Most audiophile thinking is stuck on the concept of average or RMS power requirements. Real life and real music (using the dynamic range of a live, uncompressed performance as the standard for discussion) is very spiky and unpredictable in levels.
Proper handling of transients requires sufficient headroom! ANY hard clipping or even soft clipping from an inadequate slew rate destroys the dynamics and timbre in short order and takes the ease out of the listening experience. Our ear/brain systems can be easily fatigued by simply placing a low pass filter in the signal path, forcing the brain to try to compensate by "calculating" the missing upper harmonics.
Here is another factor: how dynamic or compressed is the source?
The goal of audio engineering is to reproduce, as closely as possible, the source as captured. That is a clear goal when recording natural acoustic sounds, classical music, jazz, folk etc., which our ear/brains have specifically evolved to process and for which we have massive experience for comparison.
However, when the source is synthetic, as in electonica and the musical genres dependent on electronic processing, the standard can become arbitrary. When the majority of audio sources are A) artificial electronic creations and B) consist of compressed dynamics/transients, the standard for reproduction reduces to: which system flatters the source, in the ear of the beholder!
Also, as pop music has been mastered louder and louder, in order to catch the ear's attention when played through low fidelity sources, there is a more restricted dynamic range inherent in the source. Playing a source such as this through a system with inadequate headroom, MAY not be as noticeable because the system has less dynamic range to reproduce from the source.
As the listening level increases toward reference, going up the power doubling curve from a higher initial (average) level, requires more doubling, with transient levels possibly requiring 10 times the power over the average.
Discarding the need to justify compromising due to budget, what remains is a practical general principle that supplying sufficient power to the speaker to avoid ANY clipping distortion under all conceivable operating conditions
, should be the foundation for powering audio systems. Even if that clipping is hard to identify and of short enough duration that the drivers are not immediately degraded, the negative effect on the sonic illusion is real and discernible.
High efficiency speakers at a given SPL start lower on the power doubling curve but clean speakers also encourage louder levels since they sound effortless!
While most home theaters may not require all of the wattage which Jeff specifies in his literature to reach reference levels, with the bounty of dedicated power amplifiers on the market, why cripple your quality experience with designed-to-minimal-cost receiver amplifiers?
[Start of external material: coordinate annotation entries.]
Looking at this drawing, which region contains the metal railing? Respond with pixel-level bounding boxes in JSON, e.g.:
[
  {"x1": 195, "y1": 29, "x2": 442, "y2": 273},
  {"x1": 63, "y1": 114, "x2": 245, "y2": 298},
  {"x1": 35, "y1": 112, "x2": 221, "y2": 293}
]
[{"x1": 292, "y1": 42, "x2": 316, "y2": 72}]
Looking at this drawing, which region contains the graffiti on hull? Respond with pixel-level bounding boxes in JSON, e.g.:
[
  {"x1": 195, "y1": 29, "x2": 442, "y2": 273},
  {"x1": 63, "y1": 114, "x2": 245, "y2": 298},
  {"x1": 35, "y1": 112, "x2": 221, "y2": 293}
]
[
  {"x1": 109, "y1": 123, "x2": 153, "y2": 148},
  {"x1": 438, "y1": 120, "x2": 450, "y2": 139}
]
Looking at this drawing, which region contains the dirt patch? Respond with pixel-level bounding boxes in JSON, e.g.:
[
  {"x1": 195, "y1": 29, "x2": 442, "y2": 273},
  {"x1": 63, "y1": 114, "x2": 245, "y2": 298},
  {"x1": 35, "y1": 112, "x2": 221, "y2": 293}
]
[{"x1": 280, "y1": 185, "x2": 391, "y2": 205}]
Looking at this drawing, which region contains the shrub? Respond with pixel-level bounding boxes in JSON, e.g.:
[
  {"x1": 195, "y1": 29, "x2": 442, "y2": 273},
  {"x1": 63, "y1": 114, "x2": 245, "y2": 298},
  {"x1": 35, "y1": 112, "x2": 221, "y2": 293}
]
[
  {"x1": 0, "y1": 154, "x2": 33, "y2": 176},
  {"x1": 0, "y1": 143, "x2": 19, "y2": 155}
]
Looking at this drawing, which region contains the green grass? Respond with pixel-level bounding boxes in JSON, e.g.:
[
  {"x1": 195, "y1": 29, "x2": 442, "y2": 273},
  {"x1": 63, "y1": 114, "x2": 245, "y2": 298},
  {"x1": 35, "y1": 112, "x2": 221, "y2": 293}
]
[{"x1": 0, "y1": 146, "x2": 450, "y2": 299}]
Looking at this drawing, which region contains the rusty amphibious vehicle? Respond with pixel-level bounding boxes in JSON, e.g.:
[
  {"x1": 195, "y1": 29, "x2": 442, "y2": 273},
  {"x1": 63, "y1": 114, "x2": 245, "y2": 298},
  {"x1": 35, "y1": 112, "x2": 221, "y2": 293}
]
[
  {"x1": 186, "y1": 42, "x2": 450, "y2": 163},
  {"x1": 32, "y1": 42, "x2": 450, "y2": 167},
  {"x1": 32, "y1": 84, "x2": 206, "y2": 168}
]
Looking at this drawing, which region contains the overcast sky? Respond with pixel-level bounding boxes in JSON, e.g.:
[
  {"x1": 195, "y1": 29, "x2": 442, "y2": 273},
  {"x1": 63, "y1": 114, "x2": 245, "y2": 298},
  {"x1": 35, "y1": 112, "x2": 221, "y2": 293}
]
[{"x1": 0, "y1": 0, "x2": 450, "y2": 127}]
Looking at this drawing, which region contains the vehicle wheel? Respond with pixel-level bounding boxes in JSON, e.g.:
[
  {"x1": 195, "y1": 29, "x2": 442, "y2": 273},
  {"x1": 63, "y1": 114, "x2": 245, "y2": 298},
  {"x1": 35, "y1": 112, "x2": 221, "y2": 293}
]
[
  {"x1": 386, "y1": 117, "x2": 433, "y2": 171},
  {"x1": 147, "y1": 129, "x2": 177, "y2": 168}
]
Those claiming that they can't hear the differences: our perceptions of audio and video can be trained.... or not.
Some people never perceived the rainbow effect inherent in single-chip DLP projectors until the unfortunate day when someone showed them how to see it! As a result, many became candidates for different projector technologies.
Similarly, as the quality of your listening room improves with masking, time smearing, room resonances removed, your ear begins to unravel the sonic illusion, perceiving layers previously unheard.